Does it depend on our theory of the corporation? If we conceptualize the corporation as an artificial entity created by the state, why should that creature be able to assert any rights as against its creator? OTOH, if we think of the corporation as a legal fiction representing an aggregate of people, those people might be entitled to assert their rights collectively via the corporate form.
Or perhaps it depends on the intent of the framers. Here the trouble is that the role of corporations in society has drastically changed since the Bill of Rights (which is where most of the action is) was adopted. The framers may not have given any thought to the issue of corporate rights.
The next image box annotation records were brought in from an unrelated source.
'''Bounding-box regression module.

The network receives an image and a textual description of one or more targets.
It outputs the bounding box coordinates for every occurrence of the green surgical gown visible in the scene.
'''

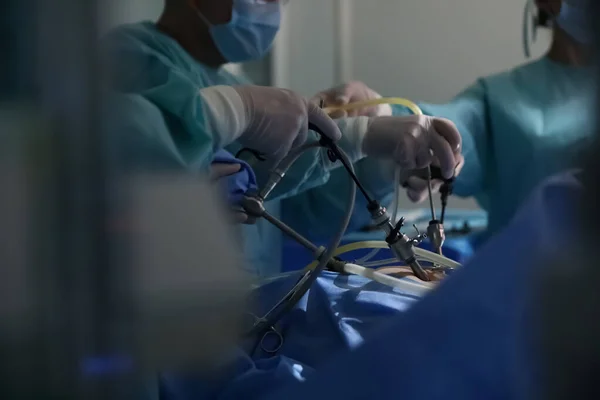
[394,57,595,241]
[103,22,393,276]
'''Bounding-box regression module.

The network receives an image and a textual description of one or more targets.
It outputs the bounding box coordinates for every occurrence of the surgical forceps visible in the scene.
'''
[427,166,454,255]
[241,121,430,341]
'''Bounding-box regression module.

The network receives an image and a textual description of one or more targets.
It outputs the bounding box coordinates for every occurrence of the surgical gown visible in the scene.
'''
[261,174,583,400]
[394,57,595,241]
[103,22,390,276]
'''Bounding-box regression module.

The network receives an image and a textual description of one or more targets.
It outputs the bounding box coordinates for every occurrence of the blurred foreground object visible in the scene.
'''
[0,0,248,400]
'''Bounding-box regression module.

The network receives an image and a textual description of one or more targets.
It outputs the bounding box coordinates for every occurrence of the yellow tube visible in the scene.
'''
[323,97,423,115]
[304,240,461,271]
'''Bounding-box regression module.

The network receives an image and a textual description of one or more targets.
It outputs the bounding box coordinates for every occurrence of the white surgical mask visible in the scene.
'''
[198,0,281,63]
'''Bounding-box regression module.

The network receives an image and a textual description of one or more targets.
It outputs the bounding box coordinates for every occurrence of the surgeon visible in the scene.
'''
[105,0,462,276]
[317,0,594,245]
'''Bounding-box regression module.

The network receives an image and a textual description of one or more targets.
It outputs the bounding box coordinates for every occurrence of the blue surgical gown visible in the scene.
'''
[264,174,583,400]
[104,22,391,276]
[394,57,595,241]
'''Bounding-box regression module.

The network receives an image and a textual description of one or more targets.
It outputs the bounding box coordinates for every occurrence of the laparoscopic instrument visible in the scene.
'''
[240,98,460,338]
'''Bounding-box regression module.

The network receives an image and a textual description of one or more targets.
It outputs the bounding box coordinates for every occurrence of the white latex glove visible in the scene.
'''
[210,163,248,224]
[400,155,465,203]
[311,81,392,118]
[344,115,462,179]
[200,85,341,160]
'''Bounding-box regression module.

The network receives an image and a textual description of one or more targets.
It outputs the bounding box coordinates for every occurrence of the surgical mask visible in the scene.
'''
[556,1,594,44]
[198,0,281,63]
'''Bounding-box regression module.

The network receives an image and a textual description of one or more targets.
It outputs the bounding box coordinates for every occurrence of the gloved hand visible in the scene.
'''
[352,115,462,179]
[200,85,341,160]
[311,81,392,118]
[400,155,465,203]
[210,163,248,224]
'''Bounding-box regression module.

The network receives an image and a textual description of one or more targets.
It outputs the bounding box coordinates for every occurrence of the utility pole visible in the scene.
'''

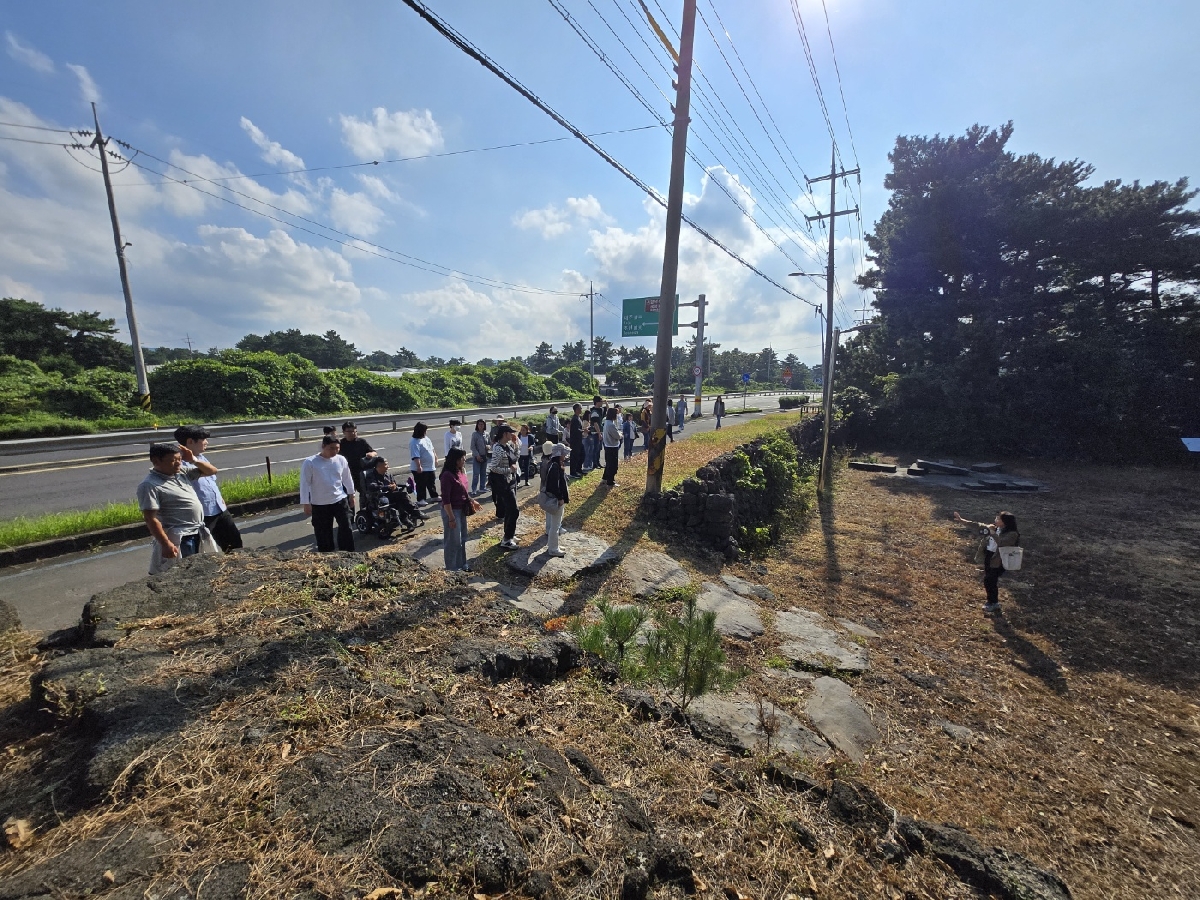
[588,281,596,382]
[804,144,858,491]
[646,0,696,493]
[91,103,150,409]
[691,300,708,419]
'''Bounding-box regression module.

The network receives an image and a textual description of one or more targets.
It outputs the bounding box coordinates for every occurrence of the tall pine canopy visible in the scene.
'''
[844,122,1200,460]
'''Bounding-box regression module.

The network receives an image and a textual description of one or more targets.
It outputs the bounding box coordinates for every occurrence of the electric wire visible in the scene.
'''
[597,0,818,268]
[108,125,660,186]
[114,138,585,296]
[0,122,82,134]
[561,0,825,274]
[401,0,814,306]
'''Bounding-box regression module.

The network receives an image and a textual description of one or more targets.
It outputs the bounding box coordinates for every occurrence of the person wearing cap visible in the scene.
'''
[542,407,563,444]
[487,425,521,550]
[175,425,241,553]
[538,444,571,557]
[570,403,583,478]
[337,422,378,504]
[300,434,354,553]
[439,419,463,458]
[408,422,438,504]
[602,408,620,487]
[470,419,492,497]
[138,444,217,575]
[362,456,426,532]
[487,413,508,444]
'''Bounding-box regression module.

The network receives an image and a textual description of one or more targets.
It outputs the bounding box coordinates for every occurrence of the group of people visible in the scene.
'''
[137,425,242,575]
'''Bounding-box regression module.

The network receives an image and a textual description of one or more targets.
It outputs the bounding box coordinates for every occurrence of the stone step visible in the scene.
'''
[850,460,896,474]
[917,460,971,475]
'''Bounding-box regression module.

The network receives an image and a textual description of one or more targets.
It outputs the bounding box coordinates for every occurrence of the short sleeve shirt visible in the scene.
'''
[138,468,204,529]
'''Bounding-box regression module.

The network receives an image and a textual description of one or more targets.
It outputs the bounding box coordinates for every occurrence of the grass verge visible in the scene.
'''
[0,469,300,550]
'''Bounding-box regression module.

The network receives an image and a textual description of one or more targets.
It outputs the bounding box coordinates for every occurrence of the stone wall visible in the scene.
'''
[642,416,821,559]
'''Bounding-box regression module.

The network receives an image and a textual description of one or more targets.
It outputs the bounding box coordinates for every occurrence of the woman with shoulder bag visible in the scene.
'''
[954,510,1021,614]
[439,446,479,572]
[538,444,571,557]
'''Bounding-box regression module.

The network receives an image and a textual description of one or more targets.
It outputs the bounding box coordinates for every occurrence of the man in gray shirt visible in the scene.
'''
[138,444,216,575]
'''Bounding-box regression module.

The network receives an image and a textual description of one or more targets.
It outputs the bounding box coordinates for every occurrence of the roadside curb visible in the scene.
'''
[0,492,300,569]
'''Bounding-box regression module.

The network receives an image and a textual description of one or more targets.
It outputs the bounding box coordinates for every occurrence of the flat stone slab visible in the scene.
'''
[508,532,620,581]
[847,460,896,475]
[696,581,763,641]
[804,676,880,762]
[775,606,869,673]
[499,584,566,619]
[688,692,829,760]
[620,550,691,598]
[721,575,775,600]
[838,619,883,637]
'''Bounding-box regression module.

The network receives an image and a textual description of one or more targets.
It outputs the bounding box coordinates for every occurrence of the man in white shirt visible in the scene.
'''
[300,434,354,553]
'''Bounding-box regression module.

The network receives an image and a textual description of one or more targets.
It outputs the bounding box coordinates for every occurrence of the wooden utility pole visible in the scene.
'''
[804,144,858,491]
[646,0,696,493]
[91,103,150,409]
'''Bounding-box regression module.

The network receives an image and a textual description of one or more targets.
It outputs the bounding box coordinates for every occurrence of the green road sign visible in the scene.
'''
[620,294,679,337]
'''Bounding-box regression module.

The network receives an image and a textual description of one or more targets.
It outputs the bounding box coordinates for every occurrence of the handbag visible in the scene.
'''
[1000,547,1025,572]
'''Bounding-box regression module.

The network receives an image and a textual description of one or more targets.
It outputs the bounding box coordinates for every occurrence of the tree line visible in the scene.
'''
[839,122,1200,461]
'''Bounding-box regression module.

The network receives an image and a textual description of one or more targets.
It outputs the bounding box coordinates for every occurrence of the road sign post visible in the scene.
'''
[620,294,679,337]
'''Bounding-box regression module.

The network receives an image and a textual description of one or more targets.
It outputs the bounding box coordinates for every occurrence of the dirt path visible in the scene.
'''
[748,464,1200,898]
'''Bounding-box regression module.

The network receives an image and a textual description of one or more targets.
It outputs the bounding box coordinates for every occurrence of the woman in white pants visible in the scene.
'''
[538,444,571,557]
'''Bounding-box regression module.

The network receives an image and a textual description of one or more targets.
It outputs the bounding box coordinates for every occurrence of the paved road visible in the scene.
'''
[0,397,779,518]
[0,404,782,631]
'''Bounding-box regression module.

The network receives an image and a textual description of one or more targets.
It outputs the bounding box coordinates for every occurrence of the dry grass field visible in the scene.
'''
[0,416,1200,900]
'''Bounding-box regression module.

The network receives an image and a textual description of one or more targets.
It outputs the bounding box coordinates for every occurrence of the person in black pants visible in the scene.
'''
[570,403,583,478]
[487,425,520,550]
[602,407,620,487]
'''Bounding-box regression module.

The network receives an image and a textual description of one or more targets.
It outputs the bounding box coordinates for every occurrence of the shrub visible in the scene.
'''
[779,394,812,409]
[643,595,732,709]
[325,368,421,412]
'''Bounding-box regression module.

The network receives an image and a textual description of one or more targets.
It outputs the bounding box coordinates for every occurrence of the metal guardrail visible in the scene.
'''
[0,391,803,456]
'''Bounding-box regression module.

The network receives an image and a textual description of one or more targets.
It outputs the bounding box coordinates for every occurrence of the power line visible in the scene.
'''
[108,125,660,187]
[821,0,858,174]
[401,0,815,314]
[550,0,820,266]
[116,142,574,296]
[0,122,79,134]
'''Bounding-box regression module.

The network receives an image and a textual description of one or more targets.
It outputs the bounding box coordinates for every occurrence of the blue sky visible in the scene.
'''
[0,0,1200,362]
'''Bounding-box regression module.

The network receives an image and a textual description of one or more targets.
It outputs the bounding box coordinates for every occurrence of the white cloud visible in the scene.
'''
[241,116,305,176]
[162,149,313,216]
[329,187,384,238]
[341,107,444,160]
[512,194,614,240]
[4,31,54,74]
[67,62,100,103]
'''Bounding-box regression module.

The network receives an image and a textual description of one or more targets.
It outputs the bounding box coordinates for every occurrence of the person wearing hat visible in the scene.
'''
[538,444,571,557]
[570,403,583,478]
[470,419,492,497]
[337,422,378,504]
[488,413,508,444]
[439,419,463,458]
[487,425,520,550]
[362,456,426,532]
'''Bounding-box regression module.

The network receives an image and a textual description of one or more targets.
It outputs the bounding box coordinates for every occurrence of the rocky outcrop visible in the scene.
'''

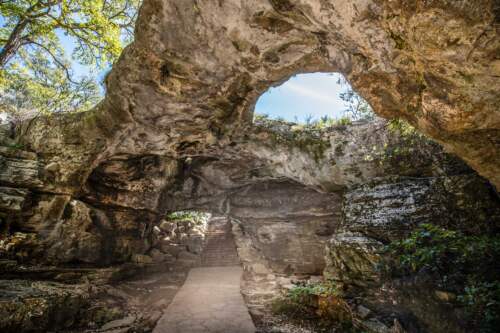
[0,0,500,329]
[325,174,500,332]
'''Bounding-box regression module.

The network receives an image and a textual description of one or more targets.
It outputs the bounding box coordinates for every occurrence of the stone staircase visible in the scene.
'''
[200,217,240,267]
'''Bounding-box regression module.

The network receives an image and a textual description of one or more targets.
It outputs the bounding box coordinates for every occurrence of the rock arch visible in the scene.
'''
[0,0,500,331]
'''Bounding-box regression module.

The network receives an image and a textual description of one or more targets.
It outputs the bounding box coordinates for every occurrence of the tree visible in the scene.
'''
[0,0,140,116]
[338,77,375,120]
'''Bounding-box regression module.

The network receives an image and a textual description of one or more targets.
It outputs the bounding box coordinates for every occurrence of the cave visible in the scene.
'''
[0,0,500,333]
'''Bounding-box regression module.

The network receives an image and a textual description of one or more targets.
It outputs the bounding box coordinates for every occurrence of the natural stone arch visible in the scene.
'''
[19,0,500,193]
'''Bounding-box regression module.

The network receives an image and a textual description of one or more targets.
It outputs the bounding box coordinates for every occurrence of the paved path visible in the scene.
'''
[153,266,255,333]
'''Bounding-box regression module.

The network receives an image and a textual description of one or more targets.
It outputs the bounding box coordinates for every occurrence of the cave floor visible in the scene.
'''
[153,266,255,333]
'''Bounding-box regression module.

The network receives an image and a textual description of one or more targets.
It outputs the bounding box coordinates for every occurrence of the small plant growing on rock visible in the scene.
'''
[272,281,364,332]
[385,224,500,333]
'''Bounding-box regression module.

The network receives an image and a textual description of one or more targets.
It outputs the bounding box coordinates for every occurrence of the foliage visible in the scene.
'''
[0,0,140,117]
[386,224,500,332]
[272,281,357,332]
[166,210,210,225]
[338,76,375,120]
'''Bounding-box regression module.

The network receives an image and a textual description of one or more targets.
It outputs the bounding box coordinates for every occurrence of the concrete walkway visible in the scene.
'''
[153,266,255,333]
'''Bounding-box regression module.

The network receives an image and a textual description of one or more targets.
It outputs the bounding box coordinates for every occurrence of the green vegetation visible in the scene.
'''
[385,224,500,333]
[339,77,375,120]
[0,0,140,120]
[166,210,209,225]
[272,281,361,333]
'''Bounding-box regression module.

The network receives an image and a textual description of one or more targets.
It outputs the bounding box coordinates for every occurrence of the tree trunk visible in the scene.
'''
[0,19,29,68]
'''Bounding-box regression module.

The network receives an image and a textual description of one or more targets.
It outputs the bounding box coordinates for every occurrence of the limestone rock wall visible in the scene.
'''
[324,174,500,332]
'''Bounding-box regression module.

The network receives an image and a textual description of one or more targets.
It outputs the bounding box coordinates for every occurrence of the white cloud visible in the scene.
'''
[283,82,339,105]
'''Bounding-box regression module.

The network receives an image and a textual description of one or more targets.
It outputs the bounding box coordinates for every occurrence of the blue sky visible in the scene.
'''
[0,12,352,121]
[255,73,345,121]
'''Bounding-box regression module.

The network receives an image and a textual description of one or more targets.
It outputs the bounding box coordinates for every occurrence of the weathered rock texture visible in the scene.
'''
[0,0,500,331]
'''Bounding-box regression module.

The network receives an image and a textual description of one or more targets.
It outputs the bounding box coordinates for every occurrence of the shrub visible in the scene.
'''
[385,224,500,333]
[272,281,362,332]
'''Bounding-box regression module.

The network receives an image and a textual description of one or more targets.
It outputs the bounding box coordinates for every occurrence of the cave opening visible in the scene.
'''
[254,72,374,127]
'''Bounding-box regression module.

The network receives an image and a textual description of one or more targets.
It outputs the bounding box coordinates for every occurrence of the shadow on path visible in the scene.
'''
[153,266,255,333]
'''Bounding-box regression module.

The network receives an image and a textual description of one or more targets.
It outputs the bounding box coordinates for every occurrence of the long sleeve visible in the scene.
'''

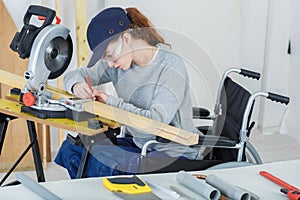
[106,62,187,124]
[63,60,112,93]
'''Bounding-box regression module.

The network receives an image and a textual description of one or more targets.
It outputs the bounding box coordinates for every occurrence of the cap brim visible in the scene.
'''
[87,37,114,67]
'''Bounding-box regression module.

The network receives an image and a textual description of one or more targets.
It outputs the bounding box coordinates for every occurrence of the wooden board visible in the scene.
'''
[0,0,42,171]
[84,101,199,145]
[0,99,107,135]
[0,71,199,145]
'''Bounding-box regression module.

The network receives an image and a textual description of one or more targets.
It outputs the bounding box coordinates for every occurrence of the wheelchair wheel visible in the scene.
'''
[245,141,263,164]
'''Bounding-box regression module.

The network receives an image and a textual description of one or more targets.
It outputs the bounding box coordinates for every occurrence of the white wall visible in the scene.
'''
[4,0,299,148]
[106,0,240,108]
[241,0,291,133]
[280,0,300,139]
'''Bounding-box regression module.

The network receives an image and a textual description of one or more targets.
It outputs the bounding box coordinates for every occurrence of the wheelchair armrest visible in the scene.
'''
[155,136,171,144]
[156,135,236,147]
[196,126,212,135]
[198,135,236,147]
[193,107,210,119]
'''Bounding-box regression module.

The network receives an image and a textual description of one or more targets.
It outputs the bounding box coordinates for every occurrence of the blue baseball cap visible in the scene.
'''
[87,7,130,67]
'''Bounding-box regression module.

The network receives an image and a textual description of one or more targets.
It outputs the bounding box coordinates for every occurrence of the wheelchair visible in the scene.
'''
[57,68,289,178]
[139,68,289,174]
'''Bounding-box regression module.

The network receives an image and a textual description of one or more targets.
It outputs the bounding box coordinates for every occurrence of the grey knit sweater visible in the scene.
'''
[64,44,204,159]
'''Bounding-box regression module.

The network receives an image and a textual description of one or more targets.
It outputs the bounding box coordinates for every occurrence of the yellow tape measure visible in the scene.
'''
[103,175,152,194]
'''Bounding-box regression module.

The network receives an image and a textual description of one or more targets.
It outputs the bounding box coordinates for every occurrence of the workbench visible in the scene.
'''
[0,160,300,200]
[0,98,118,185]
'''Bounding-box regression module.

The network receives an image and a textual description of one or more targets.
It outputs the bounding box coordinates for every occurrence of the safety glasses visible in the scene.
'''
[102,36,123,62]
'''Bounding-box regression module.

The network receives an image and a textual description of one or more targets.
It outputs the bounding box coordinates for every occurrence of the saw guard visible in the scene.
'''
[24,24,73,94]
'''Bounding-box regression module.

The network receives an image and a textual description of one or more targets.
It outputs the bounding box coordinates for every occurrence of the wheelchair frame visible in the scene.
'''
[140,68,289,172]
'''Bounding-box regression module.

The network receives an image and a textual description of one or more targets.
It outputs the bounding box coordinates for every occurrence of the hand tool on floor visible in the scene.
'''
[280,188,300,200]
[176,171,221,200]
[103,175,160,200]
[10,5,95,121]
[259,171,300,191]
[259,171,300,200]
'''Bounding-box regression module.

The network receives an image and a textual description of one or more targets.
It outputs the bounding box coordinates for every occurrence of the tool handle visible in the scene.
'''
[240,69,260,80]
[205,175,251,200]
[259,171,299,191]
[267,92,290,105]
[86,76,93,91]
[23,5,56,27]
[280,188,300,200]
[176,171,221,200]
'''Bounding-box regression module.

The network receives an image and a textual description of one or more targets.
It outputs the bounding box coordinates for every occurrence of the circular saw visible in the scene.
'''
[10,5,73,118]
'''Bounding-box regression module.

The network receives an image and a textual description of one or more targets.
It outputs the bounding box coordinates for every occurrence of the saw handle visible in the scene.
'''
[23,5,56,28]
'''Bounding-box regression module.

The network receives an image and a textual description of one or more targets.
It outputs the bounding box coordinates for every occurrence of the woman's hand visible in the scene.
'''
[73,82,93,99]
[92,90,108,103]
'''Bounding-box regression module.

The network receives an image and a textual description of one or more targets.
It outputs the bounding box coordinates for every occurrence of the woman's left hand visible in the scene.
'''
[92,90,108,103]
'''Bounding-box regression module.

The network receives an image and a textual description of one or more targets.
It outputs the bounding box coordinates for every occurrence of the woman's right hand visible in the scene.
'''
[73,82,93,99]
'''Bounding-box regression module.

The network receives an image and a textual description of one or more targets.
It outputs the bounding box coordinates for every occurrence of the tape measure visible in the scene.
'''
[103,175,160,200]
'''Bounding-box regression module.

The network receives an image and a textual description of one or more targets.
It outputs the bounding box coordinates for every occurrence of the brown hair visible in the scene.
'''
[126,8,170,46]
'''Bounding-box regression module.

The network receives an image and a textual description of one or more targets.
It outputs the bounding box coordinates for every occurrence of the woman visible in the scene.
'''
[56,7,204,176]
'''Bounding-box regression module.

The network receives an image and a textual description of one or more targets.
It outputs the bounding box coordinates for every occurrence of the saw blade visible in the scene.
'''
[44,35,73,79]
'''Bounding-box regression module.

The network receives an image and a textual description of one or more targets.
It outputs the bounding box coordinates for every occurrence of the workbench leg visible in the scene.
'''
[27,120,45,182]
[0,120,8,155]
[76,144,90,178]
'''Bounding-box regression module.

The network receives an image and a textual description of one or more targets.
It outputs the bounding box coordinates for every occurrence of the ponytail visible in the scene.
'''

Perhaps it depends on the purpose behind the amendment in question. If free speech is a trump, then at least media corporations have to have First Amendment rights if speech is to be protected in a modern economy. As with the intent of the framers, however, application of purpose standards is not always easy.
In sum, this is an area that badly needs cleaning up. Somehow, however, I won't be holding my breath.